Optimizing ITK’s Registration Methods for Multi-processor, Shared-Memory Systems

Please use this identifier to cite or link to this publication: http://hdl.handle.net/1926/566
This document describes work-in-progress for refactoring ITK’s registration methods to exploit the parallel, computation power of multi-processor, shared-memory systems. Refactoring includes making the methods multi-threaded as well as optimizing the algorithms. API backward compatibility is being maintained. Helper classes that solve common registration tasks are also being developed.


The refactoring has reduced computation times by factors of 2 to 200 for metrics, interpolators, and transforms computed on multi-processor systems. Extensive sets of tests are being developed to further test operation and backward compatibility.
Data
minus 2 Files (489Kb)
Code
There is no code review at this time.

Reviews
minus Reviewed Feb 2008 by Rupert Brooks on 02-18-2008 for revision #3
starstarstarstarstar expertise: 3 sensitivity: 5
yellow
Summary:
The authors propose to speed up the implementation of ITKs registration framework both through code optmizations and multithreading. ITKs registration framework is - or perhaps I should say was - regrettably slow. This paper is an excellent and much needed contribution.

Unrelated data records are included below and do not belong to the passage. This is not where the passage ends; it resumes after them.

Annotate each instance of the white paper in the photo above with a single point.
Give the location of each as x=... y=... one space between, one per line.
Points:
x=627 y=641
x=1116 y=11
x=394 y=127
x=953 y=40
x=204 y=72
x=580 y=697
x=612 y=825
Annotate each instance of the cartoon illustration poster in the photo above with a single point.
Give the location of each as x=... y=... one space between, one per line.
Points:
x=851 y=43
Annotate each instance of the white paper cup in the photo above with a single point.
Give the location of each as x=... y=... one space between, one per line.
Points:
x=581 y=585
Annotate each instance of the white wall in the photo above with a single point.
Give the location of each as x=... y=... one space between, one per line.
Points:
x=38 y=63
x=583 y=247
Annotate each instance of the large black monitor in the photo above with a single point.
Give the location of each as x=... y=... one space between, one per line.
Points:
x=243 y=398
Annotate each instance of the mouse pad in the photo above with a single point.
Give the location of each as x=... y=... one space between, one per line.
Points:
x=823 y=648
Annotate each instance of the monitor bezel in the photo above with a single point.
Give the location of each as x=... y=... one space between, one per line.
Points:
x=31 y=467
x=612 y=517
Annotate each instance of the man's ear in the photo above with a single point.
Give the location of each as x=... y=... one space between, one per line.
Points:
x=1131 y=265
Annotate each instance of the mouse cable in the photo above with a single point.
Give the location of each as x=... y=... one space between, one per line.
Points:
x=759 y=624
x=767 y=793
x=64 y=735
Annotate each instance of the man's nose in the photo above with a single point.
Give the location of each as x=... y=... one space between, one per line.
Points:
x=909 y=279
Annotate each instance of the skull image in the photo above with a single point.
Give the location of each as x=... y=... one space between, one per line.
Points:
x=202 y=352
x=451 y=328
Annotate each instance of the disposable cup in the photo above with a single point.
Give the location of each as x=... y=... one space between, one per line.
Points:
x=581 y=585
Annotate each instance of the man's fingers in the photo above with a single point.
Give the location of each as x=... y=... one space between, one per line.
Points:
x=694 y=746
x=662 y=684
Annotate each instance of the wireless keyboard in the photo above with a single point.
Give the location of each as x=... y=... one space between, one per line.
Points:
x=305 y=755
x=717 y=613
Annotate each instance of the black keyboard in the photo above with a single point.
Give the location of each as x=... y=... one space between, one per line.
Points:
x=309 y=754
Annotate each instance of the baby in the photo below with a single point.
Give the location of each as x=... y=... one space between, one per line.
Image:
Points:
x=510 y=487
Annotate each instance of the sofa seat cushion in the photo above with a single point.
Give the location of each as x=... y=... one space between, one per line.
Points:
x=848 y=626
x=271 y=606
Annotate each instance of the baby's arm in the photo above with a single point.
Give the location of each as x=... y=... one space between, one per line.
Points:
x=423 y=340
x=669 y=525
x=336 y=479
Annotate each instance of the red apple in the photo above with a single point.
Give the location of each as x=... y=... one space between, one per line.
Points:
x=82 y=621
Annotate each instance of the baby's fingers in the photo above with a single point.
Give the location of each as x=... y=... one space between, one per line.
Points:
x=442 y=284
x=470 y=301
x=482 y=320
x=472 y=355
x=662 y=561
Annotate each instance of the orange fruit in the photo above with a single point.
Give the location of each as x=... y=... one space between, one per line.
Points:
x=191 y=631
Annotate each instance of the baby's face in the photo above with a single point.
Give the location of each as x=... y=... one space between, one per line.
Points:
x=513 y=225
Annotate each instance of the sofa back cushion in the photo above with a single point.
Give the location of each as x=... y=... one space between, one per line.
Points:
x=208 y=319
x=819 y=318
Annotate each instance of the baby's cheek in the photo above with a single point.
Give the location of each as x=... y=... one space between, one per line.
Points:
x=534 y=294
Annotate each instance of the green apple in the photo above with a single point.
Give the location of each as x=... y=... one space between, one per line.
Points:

If imitation is the sincerest form of flattery, the authors should know that I am planning to reimplement much of my own work using the ideas and framework presented here.

Evidence:
The majority of the evidence presented is in the form of timing comparisons on two machines. Unfortunately, there are several different speed up methods at work here. It is difficult to discern from the evidence, which code changes are more important. In my reproduction of the work (see below) I noted that there are speedups of both the metric evaluations, and the metric initialization. This is of course good, but this might merit separate analysis.

Open Science:
The work adheres to the principles of open science. However - the work was somewhat difficult to reproduce. Recently the code was added to the ITK CVS, which made access to it much easier. However, it was added in such a way that an ITKCVS build seems to either use these classes, or the original versions, but not both. At least, it appears this way - in all honesty i did not try to build them from the Review directory, but came up with my own way. Details follow below.

Reproducibility:
I got the code working in nearly its original form. Very significant speedup was immediately apparent, plus of course the new capability of multithreading. As this is a new framework for (mainly) the ITK registration metrics, i implemented some of my own work in this framework. This was not possible to do easily from the document - it was only possible after carefully reading the code.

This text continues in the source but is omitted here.